This blog is ten years old this month. I’ve written previously about the impetus for starting to write, and my reasons for persisting with it.
A key factor was the Iraq War of 2003. The arguments about the decision to invade, the human rights abuses that followed and the obtuse behaviour of our leaders were a staple of the ‘blogosphere’ at that time, and I got stuck in.
Allow me to indulge in a little old-style blogging, i.e. web-logging, by quoting at length from Anthony Barnett’s recent essay on Jeremy Corbyn, where he summarises the meaning of the Iraq War:
The crucial, domestic political fact about the invasion of Iraq is not that it was illegal and therefore a war crime. Nor is it that it was a “dumb war” as the then Senator Obama put it, setting himself on his route to the US presidency; or that it was a “predatory and dishonest war” as John le Carré wrote in openDemocracy. No, it is not that the war was wrong, ill-conceived, inept, greedy, unwise and illegal. The most important consequence of the Iraq War here in Britain in terms of our own politics is that we the people, of all political persuasions, who took to the streets in unmatched numbers to oppose the war, were wiser and assessed reality with more foresight than our masters, the UK’s political class, its so-called ‘intelligence’ services, its supposedly experienced Foreign Office, its Murdoch-inspired press, its Labour government and Tory opposition, never forgetting the majority of their Lordships. We, the unwashed, had demonstrably better judgment than the elite. This turned upside-down the core assumption of the UK’s informal constitution: that the people cannot be trusted with the keys of sovereignty.
To this day, the media and security interests who now regret Iraq say things like, ‘If we had known then what we know now…’. But never do they say that the opposition to the Iraq war was right at the time for the right reasons. In official discourse, the opponents of the war are still anti-American or knee-jerk peaceniks, or, most scurrilous of all, soft on terrorism. But the fact is, we got it right while Blair and his fellow idiots got it wrong. And by ‘we’, I don’t just mean the millions who marched. I mean the democratic intelligence of the majority of British people who pride themselves on knowing how to fight a good war when it is necessary, and knew then that this was not the case with Iraq. And by ‘idiots’ I mean Blair and company who were warned they were playing al-Qaida’s game and shamefully proceeded to do so.

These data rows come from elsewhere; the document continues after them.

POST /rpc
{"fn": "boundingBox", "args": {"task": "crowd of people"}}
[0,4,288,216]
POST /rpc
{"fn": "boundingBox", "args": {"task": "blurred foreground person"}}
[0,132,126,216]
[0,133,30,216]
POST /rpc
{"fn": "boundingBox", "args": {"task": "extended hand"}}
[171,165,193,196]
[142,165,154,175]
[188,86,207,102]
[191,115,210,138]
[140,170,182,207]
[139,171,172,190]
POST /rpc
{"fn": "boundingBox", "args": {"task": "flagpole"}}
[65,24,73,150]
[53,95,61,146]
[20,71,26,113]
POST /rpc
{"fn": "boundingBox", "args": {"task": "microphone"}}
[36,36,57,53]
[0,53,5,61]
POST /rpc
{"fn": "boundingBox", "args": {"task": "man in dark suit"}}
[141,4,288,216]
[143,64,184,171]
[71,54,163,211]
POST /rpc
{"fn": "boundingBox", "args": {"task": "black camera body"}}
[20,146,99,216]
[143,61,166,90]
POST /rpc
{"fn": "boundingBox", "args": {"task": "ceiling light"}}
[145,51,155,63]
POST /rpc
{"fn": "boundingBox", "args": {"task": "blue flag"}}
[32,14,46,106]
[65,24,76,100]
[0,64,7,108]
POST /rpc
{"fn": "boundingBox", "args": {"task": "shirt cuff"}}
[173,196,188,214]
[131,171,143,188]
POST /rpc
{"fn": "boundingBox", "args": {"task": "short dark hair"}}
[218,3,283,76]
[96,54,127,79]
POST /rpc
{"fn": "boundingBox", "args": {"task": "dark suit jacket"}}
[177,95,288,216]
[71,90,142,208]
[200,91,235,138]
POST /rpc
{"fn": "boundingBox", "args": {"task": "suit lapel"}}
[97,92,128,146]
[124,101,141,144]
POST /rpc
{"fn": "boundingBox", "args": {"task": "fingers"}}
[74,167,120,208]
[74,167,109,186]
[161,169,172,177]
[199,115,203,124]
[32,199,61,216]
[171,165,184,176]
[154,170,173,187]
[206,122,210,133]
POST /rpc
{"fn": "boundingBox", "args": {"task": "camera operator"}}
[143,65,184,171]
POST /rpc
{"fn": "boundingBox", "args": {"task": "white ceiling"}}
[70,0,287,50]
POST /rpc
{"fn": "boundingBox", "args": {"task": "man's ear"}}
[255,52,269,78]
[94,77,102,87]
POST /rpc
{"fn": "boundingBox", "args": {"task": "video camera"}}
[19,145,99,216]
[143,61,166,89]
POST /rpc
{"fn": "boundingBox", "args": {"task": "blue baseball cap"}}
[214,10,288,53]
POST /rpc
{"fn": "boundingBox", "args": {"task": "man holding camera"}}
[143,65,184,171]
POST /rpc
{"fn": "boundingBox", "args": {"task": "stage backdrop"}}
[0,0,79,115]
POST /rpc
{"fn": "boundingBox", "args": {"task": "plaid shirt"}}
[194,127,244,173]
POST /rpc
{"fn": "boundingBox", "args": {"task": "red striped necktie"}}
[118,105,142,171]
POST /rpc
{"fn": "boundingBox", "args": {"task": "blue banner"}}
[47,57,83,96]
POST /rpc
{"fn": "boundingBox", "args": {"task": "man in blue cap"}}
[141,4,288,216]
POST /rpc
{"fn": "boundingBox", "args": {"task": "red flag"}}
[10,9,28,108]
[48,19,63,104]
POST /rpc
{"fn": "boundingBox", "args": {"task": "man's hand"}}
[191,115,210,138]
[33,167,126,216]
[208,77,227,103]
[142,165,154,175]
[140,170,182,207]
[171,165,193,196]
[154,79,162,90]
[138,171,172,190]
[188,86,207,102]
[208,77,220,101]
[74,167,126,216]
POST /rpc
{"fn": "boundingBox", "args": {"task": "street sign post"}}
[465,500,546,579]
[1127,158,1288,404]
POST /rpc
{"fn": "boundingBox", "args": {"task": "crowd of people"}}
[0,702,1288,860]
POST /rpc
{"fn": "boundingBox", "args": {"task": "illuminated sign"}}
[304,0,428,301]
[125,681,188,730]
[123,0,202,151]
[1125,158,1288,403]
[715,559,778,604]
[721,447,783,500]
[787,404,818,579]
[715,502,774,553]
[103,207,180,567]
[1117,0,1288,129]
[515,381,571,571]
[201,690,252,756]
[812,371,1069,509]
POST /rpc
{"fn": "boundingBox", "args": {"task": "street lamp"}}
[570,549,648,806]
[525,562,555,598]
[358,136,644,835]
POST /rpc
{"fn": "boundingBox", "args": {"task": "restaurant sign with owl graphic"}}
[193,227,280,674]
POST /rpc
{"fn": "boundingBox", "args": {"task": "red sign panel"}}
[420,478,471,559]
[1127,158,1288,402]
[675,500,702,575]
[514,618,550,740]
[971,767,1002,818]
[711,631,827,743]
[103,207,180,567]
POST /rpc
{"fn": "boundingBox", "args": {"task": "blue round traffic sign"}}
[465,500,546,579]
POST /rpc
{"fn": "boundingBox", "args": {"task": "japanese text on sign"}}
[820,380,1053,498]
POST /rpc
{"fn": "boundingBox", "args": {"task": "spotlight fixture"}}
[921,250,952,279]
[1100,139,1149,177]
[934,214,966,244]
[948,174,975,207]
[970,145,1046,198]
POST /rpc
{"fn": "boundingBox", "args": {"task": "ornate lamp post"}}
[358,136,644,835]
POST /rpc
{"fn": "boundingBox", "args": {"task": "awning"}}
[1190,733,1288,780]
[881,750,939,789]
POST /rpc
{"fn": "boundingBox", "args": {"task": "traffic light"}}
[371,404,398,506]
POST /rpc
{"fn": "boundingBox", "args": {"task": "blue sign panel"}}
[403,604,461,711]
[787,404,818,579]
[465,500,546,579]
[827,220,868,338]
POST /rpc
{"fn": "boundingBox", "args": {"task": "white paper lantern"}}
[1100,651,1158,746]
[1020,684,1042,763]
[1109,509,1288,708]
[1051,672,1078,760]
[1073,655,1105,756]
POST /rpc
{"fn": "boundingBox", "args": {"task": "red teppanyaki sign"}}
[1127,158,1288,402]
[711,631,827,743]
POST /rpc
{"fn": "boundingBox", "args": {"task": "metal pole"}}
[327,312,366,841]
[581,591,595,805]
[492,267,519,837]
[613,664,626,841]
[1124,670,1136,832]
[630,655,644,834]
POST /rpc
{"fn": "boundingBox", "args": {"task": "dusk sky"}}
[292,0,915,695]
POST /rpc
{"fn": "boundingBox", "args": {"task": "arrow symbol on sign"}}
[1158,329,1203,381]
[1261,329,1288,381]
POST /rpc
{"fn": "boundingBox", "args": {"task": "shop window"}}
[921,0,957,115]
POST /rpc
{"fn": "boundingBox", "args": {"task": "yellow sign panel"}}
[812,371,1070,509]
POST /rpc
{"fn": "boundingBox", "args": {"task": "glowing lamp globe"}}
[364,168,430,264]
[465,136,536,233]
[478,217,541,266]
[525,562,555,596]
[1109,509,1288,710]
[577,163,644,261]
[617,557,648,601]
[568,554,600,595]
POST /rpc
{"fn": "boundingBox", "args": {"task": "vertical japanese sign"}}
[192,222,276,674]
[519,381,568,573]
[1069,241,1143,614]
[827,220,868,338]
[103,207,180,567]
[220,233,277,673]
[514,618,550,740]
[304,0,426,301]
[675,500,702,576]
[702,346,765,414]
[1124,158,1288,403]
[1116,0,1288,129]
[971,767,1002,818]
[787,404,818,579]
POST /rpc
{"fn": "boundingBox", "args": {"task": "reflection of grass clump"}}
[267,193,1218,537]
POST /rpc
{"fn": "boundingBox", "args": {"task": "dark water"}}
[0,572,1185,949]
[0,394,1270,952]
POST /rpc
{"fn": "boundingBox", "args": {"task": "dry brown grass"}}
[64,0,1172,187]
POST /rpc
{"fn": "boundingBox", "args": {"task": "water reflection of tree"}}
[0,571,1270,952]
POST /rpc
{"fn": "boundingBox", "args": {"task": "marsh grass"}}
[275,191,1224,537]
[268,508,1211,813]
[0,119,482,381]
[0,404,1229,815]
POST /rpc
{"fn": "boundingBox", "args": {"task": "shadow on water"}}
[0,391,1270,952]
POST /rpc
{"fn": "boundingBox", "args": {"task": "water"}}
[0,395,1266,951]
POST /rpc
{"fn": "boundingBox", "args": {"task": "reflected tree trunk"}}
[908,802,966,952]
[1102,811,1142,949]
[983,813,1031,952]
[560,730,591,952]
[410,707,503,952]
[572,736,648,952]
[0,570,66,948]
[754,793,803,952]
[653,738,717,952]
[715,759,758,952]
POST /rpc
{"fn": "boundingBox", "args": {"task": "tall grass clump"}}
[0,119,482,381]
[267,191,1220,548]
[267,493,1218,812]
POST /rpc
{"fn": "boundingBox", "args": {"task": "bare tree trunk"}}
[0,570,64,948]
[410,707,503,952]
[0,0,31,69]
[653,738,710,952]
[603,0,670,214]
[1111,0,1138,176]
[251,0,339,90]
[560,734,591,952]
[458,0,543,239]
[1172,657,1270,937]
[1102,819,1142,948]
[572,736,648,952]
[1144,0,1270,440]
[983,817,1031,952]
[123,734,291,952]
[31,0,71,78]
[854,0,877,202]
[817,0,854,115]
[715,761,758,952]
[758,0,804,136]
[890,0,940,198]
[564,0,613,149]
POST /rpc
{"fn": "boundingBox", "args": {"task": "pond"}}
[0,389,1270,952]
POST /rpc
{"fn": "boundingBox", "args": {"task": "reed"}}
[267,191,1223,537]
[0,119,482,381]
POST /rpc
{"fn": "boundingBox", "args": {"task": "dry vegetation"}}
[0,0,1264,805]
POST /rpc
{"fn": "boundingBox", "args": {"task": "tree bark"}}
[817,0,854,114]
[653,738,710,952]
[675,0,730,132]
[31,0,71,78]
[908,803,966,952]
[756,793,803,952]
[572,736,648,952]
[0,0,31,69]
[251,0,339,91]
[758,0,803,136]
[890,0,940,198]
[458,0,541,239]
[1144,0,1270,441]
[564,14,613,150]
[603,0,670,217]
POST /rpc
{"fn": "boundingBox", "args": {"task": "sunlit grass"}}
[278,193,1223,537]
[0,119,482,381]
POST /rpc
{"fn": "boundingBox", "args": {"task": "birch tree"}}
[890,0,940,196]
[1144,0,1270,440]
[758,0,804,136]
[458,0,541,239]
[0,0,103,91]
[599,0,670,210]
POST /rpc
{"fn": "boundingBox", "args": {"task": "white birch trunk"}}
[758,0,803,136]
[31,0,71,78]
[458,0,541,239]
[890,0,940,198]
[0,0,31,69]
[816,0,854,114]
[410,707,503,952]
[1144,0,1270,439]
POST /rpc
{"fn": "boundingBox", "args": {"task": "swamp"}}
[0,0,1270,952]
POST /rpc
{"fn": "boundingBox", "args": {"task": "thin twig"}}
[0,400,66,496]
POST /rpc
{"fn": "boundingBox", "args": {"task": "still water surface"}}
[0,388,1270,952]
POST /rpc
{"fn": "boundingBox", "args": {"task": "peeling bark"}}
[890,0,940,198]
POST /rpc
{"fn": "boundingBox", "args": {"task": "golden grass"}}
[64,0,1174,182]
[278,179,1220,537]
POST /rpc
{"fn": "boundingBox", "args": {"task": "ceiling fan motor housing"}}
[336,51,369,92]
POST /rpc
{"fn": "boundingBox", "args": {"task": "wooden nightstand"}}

With no one to impeach them, Blair and company held onto power and the result was an attack on our democracy; with dodgy dossiers, purging the BBC, fabrication and spin (still dragged out in the protracted farrago of the Chilcot Inquiry). But the crucial point is that Iraq irreparably holed the legitimacy of Britain’s current political class below the waterline, not because they were mistaken, but because the people warned them they were mistaken. On a matter of war and peace – the highest calling of the state – the people were right and the Westminster political class were wrong. Corbyn’s stand on this makes him the personification of popular wisdom.
Part of me wonders whether my failure to vote for Corbyn, in favour of a more pragmatic choice, marks me out as an elite-wannabe: someone who has bought-in to the flawed mindset of the political class.